Она отвернулась и стала мыть кисточки. Темнело, фитоны рассаживались по кронам деревьев. Крейг молчал, расстроенный, но его плечо словно помнило прикосновение ее рук. Наконец Мидори заговорила. Ее голос снова стал мягким.
— Не знаю, Рой. Если бы вы хотели построить здесь дома, разделывать землю… Но ведь вас интересует только ритуал, вам нужны все новые и новые смерти людей и динотериев…
— Наверно, у людей с разных планет и души по-разному слеплены, — сказал Крейг. — Вот у меня в душе явно чего-то не хватает. — Он осторожно положил руку ей на плечо. — Иногда в выходные я лечу на остров Зверя. Очень хочу как-нибудь взять тебя с собой. Тогда бы ты поняла…
— Я понимаю тебя. Рой.

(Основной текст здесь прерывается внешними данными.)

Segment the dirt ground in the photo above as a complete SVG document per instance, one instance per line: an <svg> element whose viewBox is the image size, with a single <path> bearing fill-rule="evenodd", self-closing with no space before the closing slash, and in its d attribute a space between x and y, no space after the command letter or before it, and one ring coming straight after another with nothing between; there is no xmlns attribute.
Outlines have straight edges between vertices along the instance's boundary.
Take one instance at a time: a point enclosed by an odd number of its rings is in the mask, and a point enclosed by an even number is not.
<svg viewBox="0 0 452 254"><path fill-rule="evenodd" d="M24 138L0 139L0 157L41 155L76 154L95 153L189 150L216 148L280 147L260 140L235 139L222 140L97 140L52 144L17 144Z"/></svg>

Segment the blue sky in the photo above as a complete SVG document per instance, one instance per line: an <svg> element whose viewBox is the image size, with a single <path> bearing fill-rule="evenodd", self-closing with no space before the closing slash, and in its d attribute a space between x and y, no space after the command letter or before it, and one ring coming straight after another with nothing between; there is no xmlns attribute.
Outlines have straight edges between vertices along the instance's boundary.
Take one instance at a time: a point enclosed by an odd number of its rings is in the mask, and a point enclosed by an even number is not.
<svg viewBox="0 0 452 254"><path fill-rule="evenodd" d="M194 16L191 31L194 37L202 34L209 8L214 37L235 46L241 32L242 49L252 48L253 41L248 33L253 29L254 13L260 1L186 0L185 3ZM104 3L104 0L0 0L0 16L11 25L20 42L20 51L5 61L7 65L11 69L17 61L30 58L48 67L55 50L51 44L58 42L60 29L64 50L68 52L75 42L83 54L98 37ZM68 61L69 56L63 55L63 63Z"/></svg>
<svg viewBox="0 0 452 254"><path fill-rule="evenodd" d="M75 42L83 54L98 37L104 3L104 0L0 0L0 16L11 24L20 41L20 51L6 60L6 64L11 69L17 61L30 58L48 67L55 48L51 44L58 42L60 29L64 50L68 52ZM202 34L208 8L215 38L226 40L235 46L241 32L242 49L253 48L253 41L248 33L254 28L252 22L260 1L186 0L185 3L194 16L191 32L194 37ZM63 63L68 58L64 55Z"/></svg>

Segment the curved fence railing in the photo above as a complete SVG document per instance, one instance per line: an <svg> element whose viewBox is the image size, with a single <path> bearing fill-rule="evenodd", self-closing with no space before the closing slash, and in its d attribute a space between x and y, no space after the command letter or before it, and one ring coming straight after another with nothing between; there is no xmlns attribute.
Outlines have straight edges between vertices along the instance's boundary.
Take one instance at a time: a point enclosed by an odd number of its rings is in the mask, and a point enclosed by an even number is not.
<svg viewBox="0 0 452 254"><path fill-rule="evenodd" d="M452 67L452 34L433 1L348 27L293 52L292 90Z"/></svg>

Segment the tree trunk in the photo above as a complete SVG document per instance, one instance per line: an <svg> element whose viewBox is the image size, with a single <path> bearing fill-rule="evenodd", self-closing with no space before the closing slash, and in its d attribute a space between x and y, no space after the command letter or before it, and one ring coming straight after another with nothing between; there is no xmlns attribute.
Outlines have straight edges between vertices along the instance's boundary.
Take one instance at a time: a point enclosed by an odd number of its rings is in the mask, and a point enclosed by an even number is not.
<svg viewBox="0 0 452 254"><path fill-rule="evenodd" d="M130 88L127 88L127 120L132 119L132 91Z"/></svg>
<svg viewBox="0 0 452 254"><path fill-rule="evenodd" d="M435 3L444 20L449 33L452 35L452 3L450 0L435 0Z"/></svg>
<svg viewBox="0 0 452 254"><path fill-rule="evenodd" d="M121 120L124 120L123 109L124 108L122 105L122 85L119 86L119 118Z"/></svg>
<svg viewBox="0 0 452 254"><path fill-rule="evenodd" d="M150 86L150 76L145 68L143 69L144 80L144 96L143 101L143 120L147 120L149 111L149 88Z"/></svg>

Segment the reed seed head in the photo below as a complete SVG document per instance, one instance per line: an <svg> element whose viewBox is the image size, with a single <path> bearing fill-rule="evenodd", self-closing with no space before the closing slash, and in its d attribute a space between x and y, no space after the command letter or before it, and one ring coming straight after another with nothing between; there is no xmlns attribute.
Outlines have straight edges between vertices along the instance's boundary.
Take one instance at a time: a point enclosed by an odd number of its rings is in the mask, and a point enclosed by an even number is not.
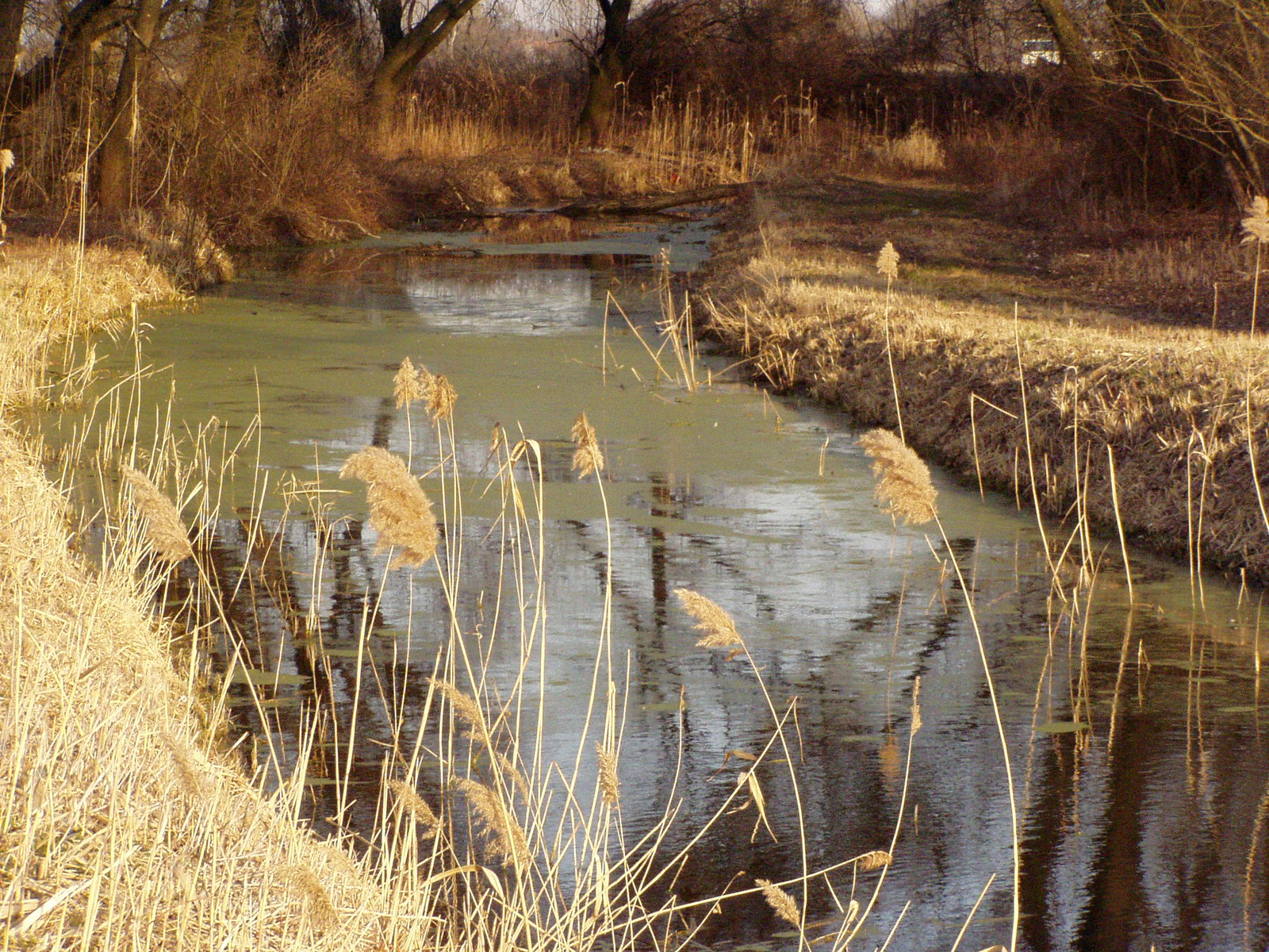
<svg viewBox="0 0 1269 952"><path fill-rule="evenodd" d="M437 835L437 831L440 829L440 819L431 811L428 801L420 797L414 787L405 781L388 781L388 790L396 796L401 809L419 821L429 839Z"/></svg>
<svg viewBox="0 0 1269 952"><path fill-rule="evenodd" d="M428 413L433 423L454 419L454 404L458 402L458 391L440 373L428 374Z"/></svg>
<svg viewBox="0 0 1269 952"><path fill-rule="evenodd" d="M895 858L884 849L873 849L855 859L855 868L859 872L872 872L873 869L881 869L883 866L890 866L892 862L895 862Z"/></svg>
<svg viewBox="0 0 1269 952"><path fill-rule="evenodd" d="M890 430L869 430L859 446L872 457L878 477L876 496L883 512L909 526L920 526L938 515L934 500L938 490L930 482L930 470L912 449Z"/></svg>
<svg viewBox="0 0 1269 952"><path fill-rule="evenodd" d="M881 246L881 253L877 255L877 270L888 281L898 279L898 251L895 250L893 241L887 241Z"/></svg>
<svg viewBox="0 0 1269 952"><path fill-rule="evenodd" d="M396 397L397 409L416 404L426 395L423 381L419 378L418 371L414 369L414 363L409 357L405 358L392 378L392 396Z"/></svg>
<svg viewBox="0 0 1269 952"><path fill-rule="evenodd" d="M912 727L911 734L915 736L916 731L921 729L921 675L916 675L916 680L912 683Z"/></svg>
<svg viewBox="0 0 1269 952"><path fill-rule="evenodd" d="M595 744L595 753L599 754L599 790L604 795L604 802L615 807L621 801L621 781L617 778L617 755L603 744Z"/></svg>
<svg viewBox="0 0 1269 952"><path fill-rule="evenodd" d="M1242 244L1269 244L1269 198L1256 195L1242 220Z"/></svg>
<svg viewBox="0 0 1269 952"><path fill-rule="evenodd" d="M423 565L437 552L440 533L428 494L410 475L405 461L379 447L367 447L348 457L339 471L343 479L365 484L371 504L371 524L379 533L378 548L396 546L400 551L388 564Z"/></svg>
<svg viewBox="0 0 1269 952"><path fill-rule="evenodd" d="M736 631L736 622L717 602L692 589L675 589L674 594L679 597L683 611L697 619L693 627L704 632L697 647L731 647L744 644L740 632Z"/></svg>
<svg viewBox="0 0 1269 952"><path fill-rule="evenodd" d="M766 905L775 910L775 915L793 925L802 925L802 914L798 911L793 896L770 880L754 880L754 882L763 890L763 899L766 900Z"/></svg>
<svg viewBox="0 0 1269 952"><path fill-rule="evenodd" d="M146 539L159 557L175 565L194 555L189 545L189 532L180 520L180 512L175 504L140 470L121 466L119 471L132 493L132 505L146 520Z"/></svg>
<svg viewBox="0 0 1269 952"><path fill-rule="evenodd" d="M595 435L595 428L590 425L585 413L572 424L572 442L576 447L572 453L572 468L577 471L577 479L603 471L604 454L599 451L599 437Z"/></svg>
<svg viewBox="0 0 1269 952"><path fill-rule="evenodd" d="M471 735L481 741L489 740L489 731L485 726L485 712L480 710L476 698L459 691L448 680L442 678L428 678L428 683L435 688L454 711L454 716L467 725Z"/></svg>
<svg viewBox="0 0 1269 952"><path fill-rule="evenodd" d="M339 923L339 913L335 911L335 904L330 901L330 894L307 866L279 867L277 877L303 896L305 909L315 932L325 932Z"/></svg>
<svg viewBox="0 0 1269 952"><path fill-rule="evenodd" d="M159 739L171 753L173 763L176 765L176 776L180 786L194 800L202 800L207 793L207 776L199 769L195 758L189 749L168 731L162 731Z"/></svg>
<svg viewBox="0 0 1269 952"><path fill-rule="evenodd" d="M519 820L497 798L497 795L472 779L454 781L476 811L476 823L489 836L490 848L508 862L524 866L529 861L529 840Z"/></svg>

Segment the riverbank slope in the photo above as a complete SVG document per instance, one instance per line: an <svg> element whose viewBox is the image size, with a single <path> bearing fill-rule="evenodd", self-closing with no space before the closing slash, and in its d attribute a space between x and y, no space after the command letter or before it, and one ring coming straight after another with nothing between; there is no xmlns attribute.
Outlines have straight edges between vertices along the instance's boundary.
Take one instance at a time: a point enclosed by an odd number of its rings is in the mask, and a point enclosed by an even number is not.
<svg viewBox="0 0 1269 952"><path fill-rule="evenodd" d="M382 889L218 753L142 546L90 569L14 426L61 341L174 294L127 250L0 261L0 947L385 948Z"/></svg>
<svg viewBox="0 0 1269 952"><path fill-rule="evenodd" d="M1134 319L1009 239L950 189L788 179L732 216L700 275L707 333L778 391L863 426L901 416L928 458L1055 518L1055 551L1080 551L1086 514L1269 580L1269 343Z"/></svg>

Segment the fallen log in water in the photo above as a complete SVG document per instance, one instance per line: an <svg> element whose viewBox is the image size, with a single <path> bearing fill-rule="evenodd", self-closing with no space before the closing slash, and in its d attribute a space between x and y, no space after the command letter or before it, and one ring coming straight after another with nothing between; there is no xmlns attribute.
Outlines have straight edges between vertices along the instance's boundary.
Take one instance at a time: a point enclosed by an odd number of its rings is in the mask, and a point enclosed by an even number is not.
<svg viewBox="0 0 1269 952"><path fill-rule="evenodd" d="M555 215L575 218L582 215L632 215L636 212L664 212L700 202L717 202L722 198L735 198L753 189L753 182L739 182L730 185L708 185L687 192L661 192L651 195L617 195L612 198L584 198L556 208Z"/></svg>

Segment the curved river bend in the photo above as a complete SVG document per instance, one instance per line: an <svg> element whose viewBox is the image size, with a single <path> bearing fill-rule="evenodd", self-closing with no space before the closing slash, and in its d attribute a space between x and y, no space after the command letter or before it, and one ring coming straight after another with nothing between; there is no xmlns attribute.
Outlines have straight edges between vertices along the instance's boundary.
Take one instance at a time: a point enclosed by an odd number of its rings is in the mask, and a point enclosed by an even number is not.
<svg viewBox="0 0 1269 952"><path fill-rule="evenodd" d="M232 443L258 410L263 420L268 501L255 515L280 532L261 556L250 519L239 518L251 514L233 512L249 504L246 486L226 500L214 552L225 572L253 560L273 565L265 575L291 602L279 609L278 592L261 586L239 592L231 605L263 632L253 664L291 675L270 694L280 725L274 743L293 743L288 729L315 680L336 704L358 696L358 675L367 697L376 682L402 678L418 693L447 631L447 607L426 572L383 580L386 557L362 524L364 494L338 479L352 452L373 444L405 456L411 437L415 472L435 466L424 414L415 409L407 421L392 399L393 372L409 355L458 392L458 612L473 646L483 644L485 599L497 585L496 491L483 493L491 430L501 425L513 440L523 433L541 447L553 701L547 757L571 763L576 750L610 551L618 682L628 668L627 829L661 815L679 769L676 829L687 836L744 769L728 751L756 750L773 726L741 663L694 646L699 633L673 592L695 589L732 613L777 706L798 698L812 867L890 845L911 691L921 678L909 812L873 933L857 944L879 946L911 902L893 947L950 948L992 873L963 947L1008 943L1011 840L1000 745L963 594L935 559L947 555L943 543L933 542L931 555L923 532L896 529L878 510L868 459L843 419L772 400L735 382L716 358L706 358L712 386L693 392L657 381L652 358L605 302L610 293L656 347L656 255L669 248L671 267L689 270L706 254L707 228L552 227L551 241L523 223L495 222L482 232L277 254L147 331L145 359L173 368L178 426L214 415ZM671 359L669 350L661 359ZM166 385L147 392L166 407ZM580 411L608 457L608 528L594 480L571 472L569 435ZM1206 580L1199 604L1184 567L1133 556L1138 605L1129 613L1118 548L1103 541L1095 595L1072 625L1049 585L1034 523L1014 501L981 500L938 473L935 481L952 548L972 578L1013 751L1024 834L1020 948L1264 948L1260 595L1240 598ZM319 524L283 491L299 485L346 495L325 496L329 522ZM444 490L435 475L424 485L437 499ZM320 671L288 631L296 617L320 626ZM363 619L373 650L359 665ZM514 678L514 647L482 647L492 682ZM407 693L401 704L409 725L418 697ZM391 720L365 702L359 731L386 741ZM787 774L774 765L761 778L778 842L765 830L753 835L753 809L726 817L680 877L680 897L708 896L740 871L797 875ZM321 779L311 787L317 817L334 809ZM378 763L358 759L349 779L354 798L373 803ZM359 821L355 810L350 821ZM811 919L834 915L829 897L812 892ZM712 923L702 938L720 946L761 952L791 942L760 901L737 901Z"/></svg>

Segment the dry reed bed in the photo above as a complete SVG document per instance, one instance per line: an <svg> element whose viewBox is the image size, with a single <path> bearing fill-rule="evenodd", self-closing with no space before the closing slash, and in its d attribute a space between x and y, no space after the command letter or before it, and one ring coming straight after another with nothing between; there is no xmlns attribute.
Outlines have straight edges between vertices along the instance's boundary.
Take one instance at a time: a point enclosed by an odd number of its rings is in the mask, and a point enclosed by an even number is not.
<svg viewBox="0 0 1269 952"><path fill-rule="evenodd" d="M20 239L0 259L0 410L44 395L51 352L117 324L132 305L175 296L164 273L133 250Z"/></svg>
<svg viewBox="0 0 1269 952"><path fill-rule="evenodd" d="M133 253L10 255L0 406L33 392L60 335L171 293ZM214 753L140 547L93 571L67 515L0 420L0 948L382 947L382 890Z"/></svg>
<svg viewBox="0 0 1269 952"><path fill-rule="evenodd" d="M760 203L769 220L737 225L704 275L707 333L755 378L896 426L888 322L904 426L923 454L1027 509L1038 498L1071 526L1079 487L1090 520L1112 527L1109 447L1129 534L1269 580L1249 453L1264 477L1269 341L1088 316L1015 321L1009 307L905 293L902 273L887 306L872 261L806 241L813 221L778 198Z"/></svg>

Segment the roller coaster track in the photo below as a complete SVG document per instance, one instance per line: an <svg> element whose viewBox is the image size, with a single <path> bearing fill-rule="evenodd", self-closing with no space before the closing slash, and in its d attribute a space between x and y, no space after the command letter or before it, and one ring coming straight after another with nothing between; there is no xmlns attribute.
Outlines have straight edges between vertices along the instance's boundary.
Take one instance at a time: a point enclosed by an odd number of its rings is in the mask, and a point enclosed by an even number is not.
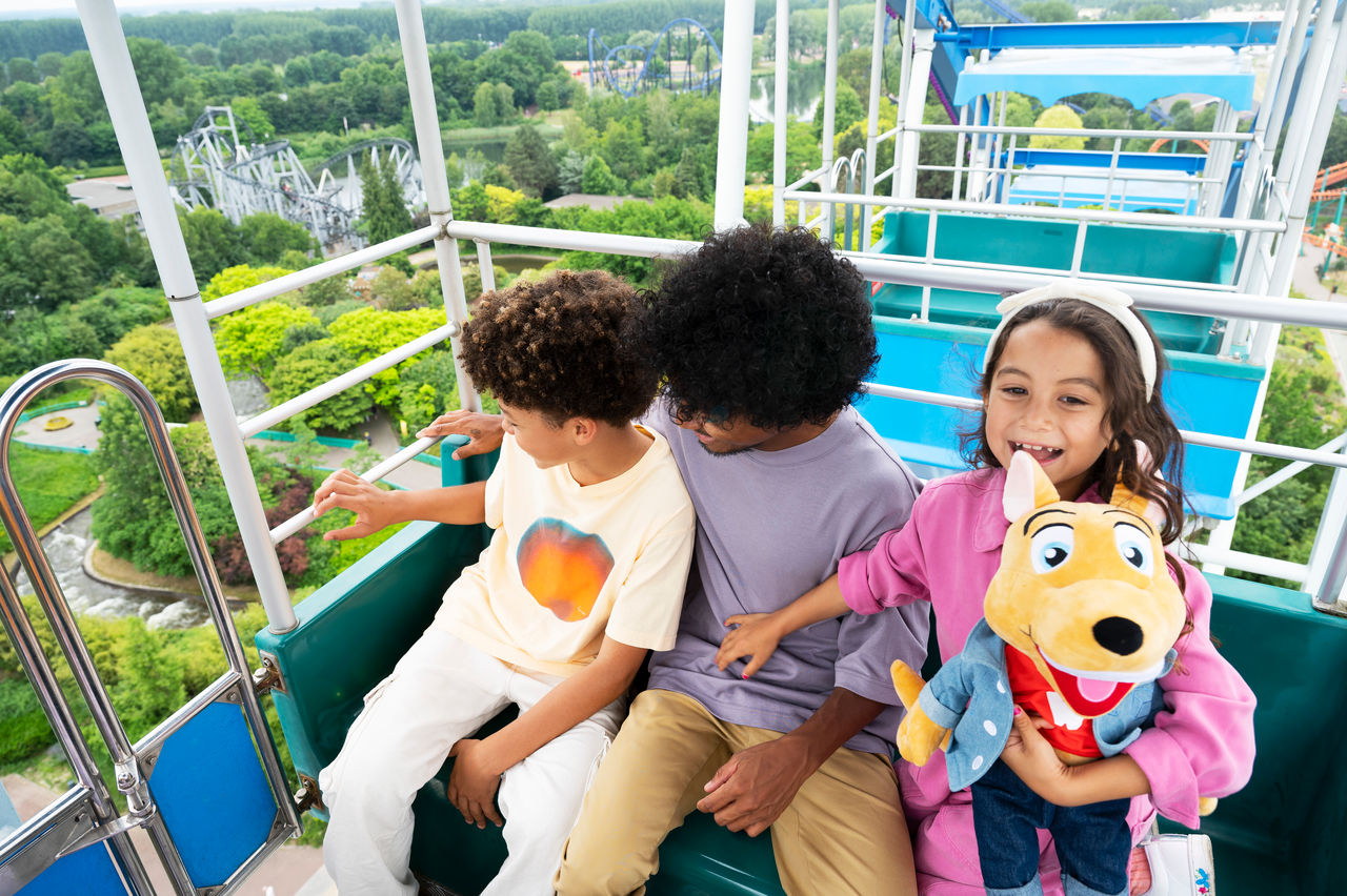
<svg viewBox="0 0 1347 896"><path fill-rule="evenodd" d="M692 71L692 40L688 39L687 58L680 61L683 62L683 71L680 73L682 83L676 83L674 75L674 39L668 38L663 58L659 55L659 48L660 44L664 43L668 31L680 24L687 28L688 38L691 38L691 31L694 28L702 32L703 43L699 46L710 47L711 52L715 54L715 65L707 66L707 70L703 71L698 79ZM595 48L601 50L601 59L595 59ZM641 54L638 67L634 59L636 54ZM598 31L590 28L589 57L590 89L594 89L597 73L602 73L603 82L626 98L634 97L638 90L649 90L651 87L664 87L676 93L690 90L709 93L721 82L721 48L717 46L715 38L711 36L711 32L706 30L706 26L695 19L674 19L667 26L660 28L660 32L655 35L655 42L649 47L643 47L634 43L624 43L616 47L609 47L607 43L598 36ZM652 66L652 61L656 65ZM659 63L663 63L663 66Z"/></svg>
<svg viewBox="0 0 1347 896"><path fill-rule="evenodd" d="M356 227L362 198L357 161L366 153L376 167L395 165L409 206L424 204L420 164L408 141L380 139L348 147L318 167L315 184L288 140L256 143L229 106L207 106L193 129L178 137L170 187L187 209L216 209L234 223L267 211L303 225L323 248L358 248L365 238Z"/></svg>

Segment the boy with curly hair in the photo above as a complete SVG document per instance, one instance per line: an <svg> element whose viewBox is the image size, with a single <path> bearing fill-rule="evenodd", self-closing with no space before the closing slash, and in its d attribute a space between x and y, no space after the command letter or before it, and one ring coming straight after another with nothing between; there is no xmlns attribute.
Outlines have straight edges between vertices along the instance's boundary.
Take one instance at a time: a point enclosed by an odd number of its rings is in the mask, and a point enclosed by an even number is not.
<svg viewBox="0 0 1347 896"><path fill-rule="evenodd" d="M876 362L865 280L804 229L740 227L688 253L647 296L638 339L664 375L645 416L696 509L696 573L678 639L651 658L571 833L560 896L641 892L692 811L770 830L791 896L916 892L890 763L901 708L889 663L925 658L928 615L827 620L752 677L717 657L731 616L770 612L873 546L917 480L851 406ZM498 426L457 412L457 456Z"/></svg>
<svg viewBox="0 0 1347 896"><path fill-rule="evenodd" d="M501 406L490 479L381 491L338 471L318 488L317 513L357 514L327 538L408 519L496 530L319 775L331 810L323 858L342 893L416 892L411 805L446 756L463 819L504 823L509 856L485 892L552 892L628 686L648 650L674 646L692 553L668 441L632 422L656 390L625 338L636 311L632 289L602 272L485 296L462 359ZM509 704L513 722L474 737Z"/></svg>

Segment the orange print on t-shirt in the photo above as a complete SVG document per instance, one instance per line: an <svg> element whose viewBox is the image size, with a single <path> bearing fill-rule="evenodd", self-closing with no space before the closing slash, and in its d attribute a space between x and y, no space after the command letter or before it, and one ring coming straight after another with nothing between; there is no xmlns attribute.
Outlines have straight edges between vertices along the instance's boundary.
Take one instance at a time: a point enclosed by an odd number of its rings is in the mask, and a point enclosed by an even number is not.
<svg viewBox="0 0 1347 896"><path fill-rule="evenodd" d="M528 527L515 557L524 588L562 622L589 616L613 570L602 538L552 518Z"/></svg>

Но просто я не согласна.
Мидори потрясла мокрыми кисточками, но его руку со своего плеча не убрала. Крейг задумался.
— А почему никто не видел мертвого фитона? — спросил он. — И почему на целом континенте нельзя набрать сухого дерева даже для одного костра? Куда это все девается?
Мидори засмеялась и обернулась к Крейгу. Его рука соскользнула с плеча Мидори, и он осторожно обнял ее за талию.
— Мы называем это поглощением, — сказала она. — Они поглощают друг друга. А потом вырастают в другом месте я в другой форме — так, например, появляются окружные стены.
Пойми, Рой, планета фитонов не знает, что такое смерть и разложение. Здесь все поглощается и снова возрождается. Мы стараемся убить эту планету, но ее разум — да-да, разум! — просто не способен понять, что такое смерть! В биохимии смерть немыслима.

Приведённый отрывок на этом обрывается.